The Impossible Quiz is a classic browser game originally developed in Adobe Flash. With Flash reaching end of life, the game needed to be ported to HTML5 so it could continue to be played on modern desktop and mobile browsers.

The aim of the port was to faithfully recreate the original experience rather than reinterpret it. The game has a very specific feel, with lots of timing-sensitive animations, unusual interactions and intentionally awkward logic, so preserving the original behaviour mattered as much as making it run on a modern stack.

My main responsibility was transferring animations from Flash to GSAP. There was no reliable automatic conversion path for the animation work I was given, so this involved studying the Flash animations frame by frame and recreating them by eye inside the HTML5 implementation.

Alongside the animation work, I also supported bug fixing across the port. The project was a useful piece of legacy modernisation work because it required older web-game assumptions to be translated into a modern browser runtime without losing the original feel.

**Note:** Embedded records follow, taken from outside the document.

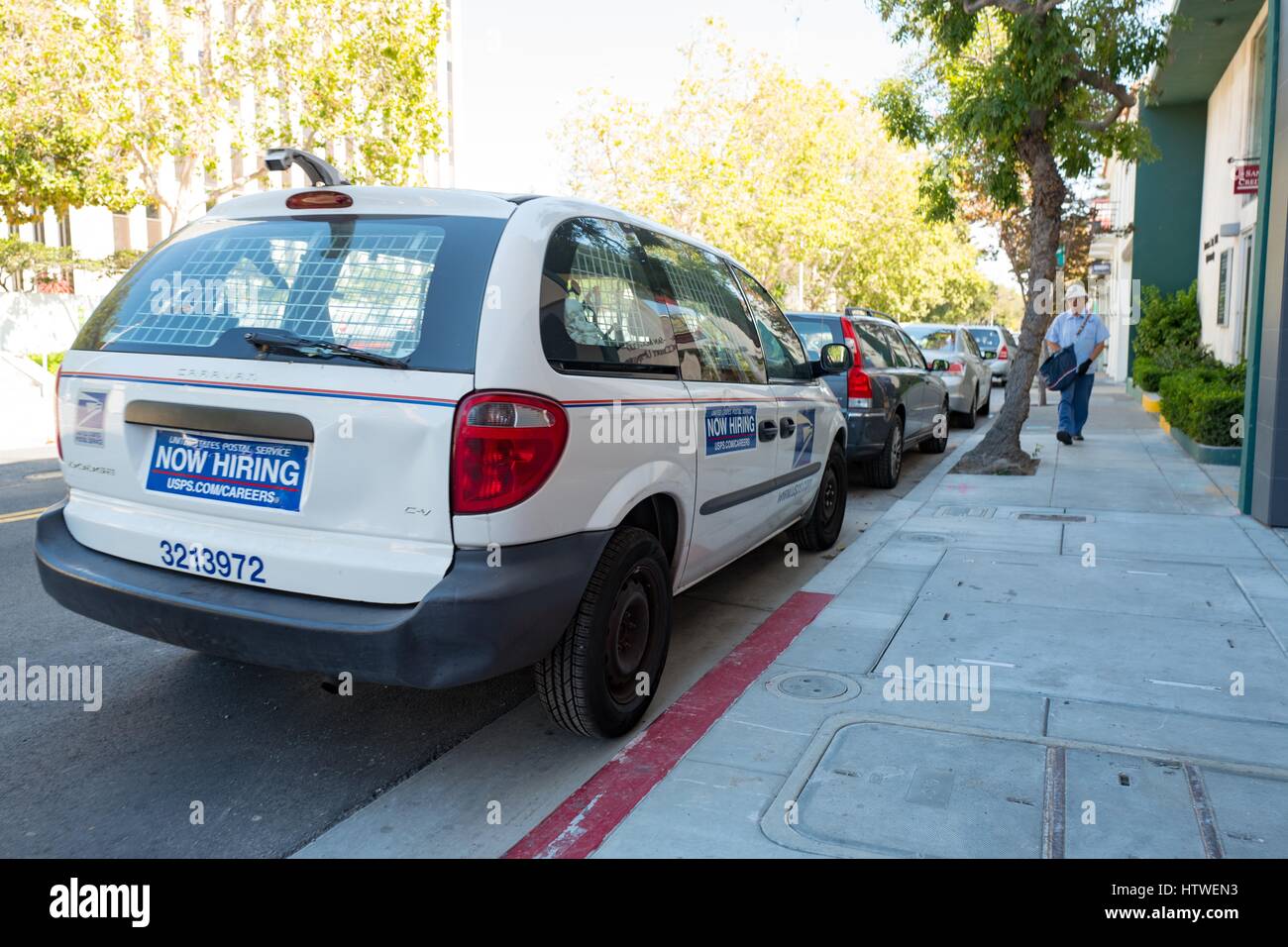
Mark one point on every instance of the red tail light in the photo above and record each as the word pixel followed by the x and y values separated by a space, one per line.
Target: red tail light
pixel 503 447
pixel 858 384
pixel 58 424
pixel 318 200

The team consisted of two developers. As this was a port of an existing game, no additional artist was needed.

Technical Overview

Object-Oriented Programming and Entity-Component-System Architecture

The HTML5 version used an Object-Oriented Programming and Entity-Component-System style architecture. This helped keep game behaviour, reusable systems and rendering concerns separated while supporting the varied question logic and interaction patterns in the original game.

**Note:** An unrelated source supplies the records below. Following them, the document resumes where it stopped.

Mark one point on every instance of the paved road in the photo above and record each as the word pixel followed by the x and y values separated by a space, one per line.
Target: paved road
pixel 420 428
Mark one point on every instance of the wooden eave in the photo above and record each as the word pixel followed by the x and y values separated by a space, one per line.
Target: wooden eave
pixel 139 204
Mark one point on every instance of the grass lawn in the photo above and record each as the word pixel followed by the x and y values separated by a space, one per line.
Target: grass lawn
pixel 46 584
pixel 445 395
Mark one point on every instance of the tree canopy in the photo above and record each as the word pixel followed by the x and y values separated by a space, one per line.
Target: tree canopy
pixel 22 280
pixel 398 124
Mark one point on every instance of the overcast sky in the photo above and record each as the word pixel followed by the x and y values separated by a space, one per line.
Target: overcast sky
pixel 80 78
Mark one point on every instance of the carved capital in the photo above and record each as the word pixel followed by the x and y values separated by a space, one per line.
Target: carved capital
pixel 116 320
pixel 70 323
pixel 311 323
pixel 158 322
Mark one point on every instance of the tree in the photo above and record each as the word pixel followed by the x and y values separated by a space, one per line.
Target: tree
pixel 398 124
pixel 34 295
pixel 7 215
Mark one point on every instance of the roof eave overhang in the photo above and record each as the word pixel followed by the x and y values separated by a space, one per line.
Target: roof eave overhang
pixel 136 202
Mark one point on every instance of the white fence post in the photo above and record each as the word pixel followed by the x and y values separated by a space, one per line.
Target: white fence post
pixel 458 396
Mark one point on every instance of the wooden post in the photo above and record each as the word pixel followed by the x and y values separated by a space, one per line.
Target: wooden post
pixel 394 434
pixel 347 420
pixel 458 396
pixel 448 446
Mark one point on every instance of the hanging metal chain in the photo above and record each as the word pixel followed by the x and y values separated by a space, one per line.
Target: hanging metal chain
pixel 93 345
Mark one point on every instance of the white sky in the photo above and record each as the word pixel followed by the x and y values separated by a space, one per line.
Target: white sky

The approach made it easier to recreate a game with many different mechanics without forcing every question or interaction into one rigid implementation.

Porting from Flash

The port required Flash-era animation and interaction behaviour to be recreated in a modern browser environment. My animation work involved carefully inspecting the original Flash animation frame by frame, then rebuilding the motion and timing in GSAP.

The Impossible Quiz was a challenging port because the game is not built around one repeated mechanic. Many questions have their own visual timing, interactive behaviour or unusual edge case, so the HTML5 version needed to preserve a wide range of small details.

Legacy Modernisation

This project involved working with older technology and finding practical ways to express it using modern browser tools. The challenge was not just making the game run, but making sure the HTML5 version still felt like The Impossible Quiz.

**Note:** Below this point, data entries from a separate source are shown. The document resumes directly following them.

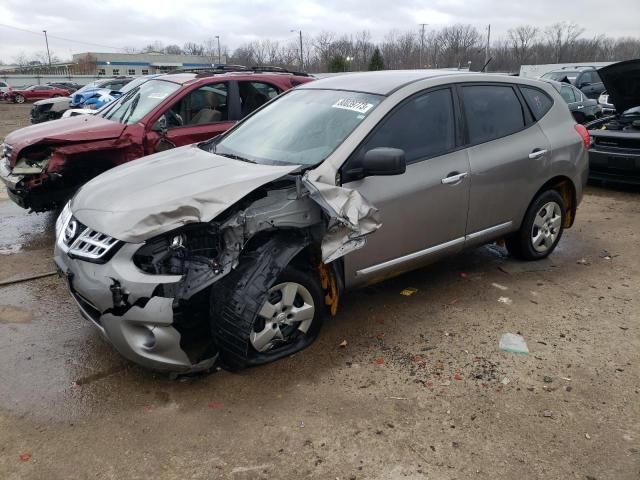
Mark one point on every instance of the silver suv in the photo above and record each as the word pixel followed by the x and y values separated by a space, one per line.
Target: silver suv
pixel 232 250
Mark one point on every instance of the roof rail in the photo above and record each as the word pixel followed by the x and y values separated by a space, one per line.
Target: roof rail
pixel 578 66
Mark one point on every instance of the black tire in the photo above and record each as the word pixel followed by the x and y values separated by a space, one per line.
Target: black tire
pixel 521 245
pixel 234 316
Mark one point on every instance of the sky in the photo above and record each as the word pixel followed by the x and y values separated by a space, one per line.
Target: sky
pixel 104 25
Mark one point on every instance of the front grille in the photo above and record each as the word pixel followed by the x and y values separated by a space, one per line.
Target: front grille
pixel 92 245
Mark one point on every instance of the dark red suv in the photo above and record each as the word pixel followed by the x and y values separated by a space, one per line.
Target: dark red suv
pixel 43 165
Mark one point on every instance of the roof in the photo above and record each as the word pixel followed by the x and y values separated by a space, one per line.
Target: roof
pixel 383 82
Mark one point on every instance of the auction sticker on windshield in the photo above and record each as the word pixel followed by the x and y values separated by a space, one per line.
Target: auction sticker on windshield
pixel 353 105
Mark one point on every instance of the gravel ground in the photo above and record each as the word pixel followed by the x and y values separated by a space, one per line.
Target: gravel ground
pixel 420 391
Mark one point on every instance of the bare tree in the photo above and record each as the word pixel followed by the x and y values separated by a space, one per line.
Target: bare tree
pixel 561 37
pixel 521 39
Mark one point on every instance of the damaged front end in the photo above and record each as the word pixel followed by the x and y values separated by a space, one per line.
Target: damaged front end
pixel 151 300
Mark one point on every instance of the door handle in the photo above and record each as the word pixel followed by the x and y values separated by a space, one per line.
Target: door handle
pixel 537 154
pixel 453 177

That meant balancing fidelity, browser compatibility, animation accuracy and bug fixing across a project with a lot of intentionally strange behaviour.

Technical Aspects

  • Flash-to-HTML5 port
  • Frame-by-frame animation recreation
  • GSAP animation implementation
  • Modern browser runtime
  • Legacy behaviour preservation
  • Desktop and mobile support

Challenges

  • Recreating Flash animation timing without an automatic conversion path.
  • Preserving the feel, behaviour and humour of a well-known legacy game in a modern browser runtime.
  • Handling bugs and edge cases across a game with many different interaction patterns.
  • Modernising older Flash-era assumptions while keeping the original experience recognisable.

Contributions

  • Transferred Flash animations to GSAP by studying the source animations frame by frame and recreating them by eye.
  • Supported bug fixing across the HTML5 port.
  • Worked with older Flash-era behaviour and translated it into a modern PixiJS/Odie browser implementation.
  • Helped maintain fidelity to the original game while making it playable on desktop and mobile devices.